The reason for this could be that the Last Supper, in a typical act of perhaps arrogance on the part of the NGA curators and bureaucracy, for many years was hung in the NGA's coat check room, and currently is at the exit of the old wing, opposite the elevators in the connecting tunnel to the newer East wing.

It is technically in the old wing, which is important to the story.

I say arrogance because I once asked a guard (often the best sources of info in any museum) the reason for the placement. "This wing is for masters," he said, "and this Dali painting was donated to the NGA as part of the Dale Bequest in the 1960s, but with the condition that it had to be placed with the old masters."

The NGA complied, but couldn't or wouldn't cross the line and instead of hanging the Dali in one of the galleries, for years hung it in the coat room, where it attracted too many crowds and made that room a mess, and subsequently moved it to its present location, technically in the West building, but not really "in it."

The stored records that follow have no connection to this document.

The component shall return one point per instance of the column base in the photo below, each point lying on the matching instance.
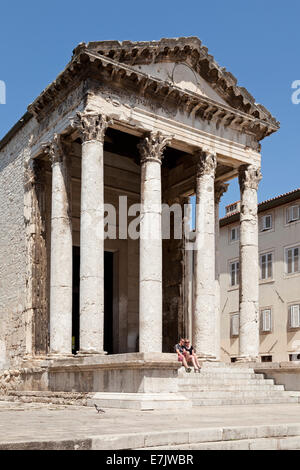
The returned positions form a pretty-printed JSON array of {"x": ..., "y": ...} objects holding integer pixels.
[
  {"x": 53, "y": 355},
  {"x": 245, "y": 359},
  {"x": 207, "y": 358},
  {"x": 83, "y": 353}
]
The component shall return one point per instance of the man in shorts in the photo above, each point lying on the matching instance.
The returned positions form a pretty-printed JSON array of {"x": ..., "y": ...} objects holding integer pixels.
[{"x": 181, "y": 353}]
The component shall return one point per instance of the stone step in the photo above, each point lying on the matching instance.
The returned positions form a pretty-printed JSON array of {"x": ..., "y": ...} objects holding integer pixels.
[
  {"x": 243, "y": 401},
  {"x": 59, "y": 398},
  {"x": 235, "y": 394},
  {"x": 232, "y": 388},
  {"x": 275, "y": 436}
]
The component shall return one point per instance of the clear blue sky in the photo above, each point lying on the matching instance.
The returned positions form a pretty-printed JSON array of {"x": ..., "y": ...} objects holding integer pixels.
[{"x": 257, "y": 40}]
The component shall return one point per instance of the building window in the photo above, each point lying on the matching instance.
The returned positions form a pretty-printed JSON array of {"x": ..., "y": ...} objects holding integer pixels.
[
  {"x": 234, "y": 273},
  {"x": 266, "y": 321},
  {"x": 266, "y": 222},
  {"x": 266, "y": 358},
  {"x": 234, "y": 325},
  {"x": 266, "y": 266},
  {"x": 294, "y": 316},
  {"x": 293, "y": 213},
  {"x": 292, "y": 260},
  {"x": 234, "y": 234}
]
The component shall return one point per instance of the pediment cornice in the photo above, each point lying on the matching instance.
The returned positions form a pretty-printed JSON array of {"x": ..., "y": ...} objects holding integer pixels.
[{"x": 85, "y": 60}]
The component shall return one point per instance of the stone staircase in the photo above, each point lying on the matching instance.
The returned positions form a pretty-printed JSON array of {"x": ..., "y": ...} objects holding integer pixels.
[{"x": 222, "y": 384}]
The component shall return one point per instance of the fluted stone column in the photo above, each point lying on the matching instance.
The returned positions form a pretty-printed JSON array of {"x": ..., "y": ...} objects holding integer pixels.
[
  {"x": 220, "y": 189},
  {"x": 61, "y": 252},
  {"x": 204, "y": 307},
  {"x": 150, "y": 299},
  {"x": 249, "y": 178},
  {"x": 92, "y": 128}
]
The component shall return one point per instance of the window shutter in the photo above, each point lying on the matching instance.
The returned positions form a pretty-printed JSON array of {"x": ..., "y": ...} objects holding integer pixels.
[
  {"x": 268, "y": 222},
  {"x": 235, "y": 325}
]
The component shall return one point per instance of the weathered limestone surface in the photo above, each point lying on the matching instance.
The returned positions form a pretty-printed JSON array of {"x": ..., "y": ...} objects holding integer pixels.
[
  {"x": 204, "y": 311},
  {"x": 150, "y": 320},
  {"x": 249, "y": 178},
  {"x": 92, "y": 129},
  {"x": 61, "y": 252},
  {"x": 36, "y": 318},
  {"x": 13, "y": 249},
  {"x": 220, "y": 189}
]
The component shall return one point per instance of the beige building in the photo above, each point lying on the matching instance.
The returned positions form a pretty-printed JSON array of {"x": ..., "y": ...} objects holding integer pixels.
[
  {"x": 279, "y": 279},
  {"x": 90, "y": 304}
]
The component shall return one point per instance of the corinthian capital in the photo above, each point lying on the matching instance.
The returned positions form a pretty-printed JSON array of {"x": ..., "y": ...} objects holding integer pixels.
[
  {"x": 207, "y": 163},
  {"x": 249, "y": 177},
  {"x": 151, "y": 148},
  {"x": 220, "y": 189},
  {"x": 54, "y": 149},
  {"x": 92, "y": 126}
]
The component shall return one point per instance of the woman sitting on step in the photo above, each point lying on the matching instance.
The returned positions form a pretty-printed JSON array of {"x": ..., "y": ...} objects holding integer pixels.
[{"x": 191, "y": 356}]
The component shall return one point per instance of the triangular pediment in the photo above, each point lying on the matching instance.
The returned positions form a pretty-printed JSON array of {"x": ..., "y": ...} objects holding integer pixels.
[
  {"x": 181, "y": 75},
  {"x": 186, "y": 63}
]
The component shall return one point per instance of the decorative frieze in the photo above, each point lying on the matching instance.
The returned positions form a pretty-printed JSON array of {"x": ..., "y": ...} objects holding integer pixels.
[
  {"x": 151, "y": 148},
  {"x": 249, "y": 177},
  {"x": 91, "y": 126}
]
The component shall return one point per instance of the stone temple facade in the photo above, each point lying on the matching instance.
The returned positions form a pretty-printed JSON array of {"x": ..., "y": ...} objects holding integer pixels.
[{"x": 152, "y": 123}]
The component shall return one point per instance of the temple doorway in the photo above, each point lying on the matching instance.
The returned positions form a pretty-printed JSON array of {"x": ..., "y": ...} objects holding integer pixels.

A few years ago I asked the NGA for confirmation of this story, but my request was never answered. My good friend Jack Rasmussen, currently the director of the Katzen Museum at American University recalls that he “worked at the Information Desk in the NGA the summers of '74 and '75. The most asked question was ‘where are the bathrooms?’ But a close second was ‘where is Dali's Last Supper?’ Eventually they put them next to each other, saving wear and tear on the Docents.”

But this article is not about Dali or the NGA, but about most "Last Supper" paintings that I recall seeing; more specifically about the bread in the paintings.

Last month I was invited to a Seder meal by a friend who is also quite a well-known Philadelphia area artist and an even better known curator. Somehow the conversation turned to Christ's Last Supper, which of course was a Seder meal and she observed how most paintings depicting The Christ's last meal showed regular bread instead of the unleavened bread required by Jewish tradition to celebrate the Passover.

This is very interesting to the pedantic part of me, already troubled by the fact that nearly every depiction of The Christ that was presented to me in art school depicted mostly Northern European-looking Christs, rather than the Semitic Middle East Israelite that He was.

And now I wonder, are there any contemporary depictions (or any depiction) of the last supper which depict this last Seder for Christ in a more historically correct perspective?

I am sure that there exist versions of the unknown supper created by pedantic, history-aware artists of all sorts.

Religious art has pretty much been pushed aside by the postmodernists, in what can best be described as a self mutilation of intelligent subject matter. It would be interesting to see a new contemporary view of religious art, and allow us to discover how today’s artists would interpret our diverse religious backgrounds.

Is that a great idea for an up-and-coming curator or gallery to take on or what? But I want to see The Christ as a Semite and I want to see the middle of the matzoth on the Seder plate broken in two with the larger piece hidden, to be used later as the afikoman.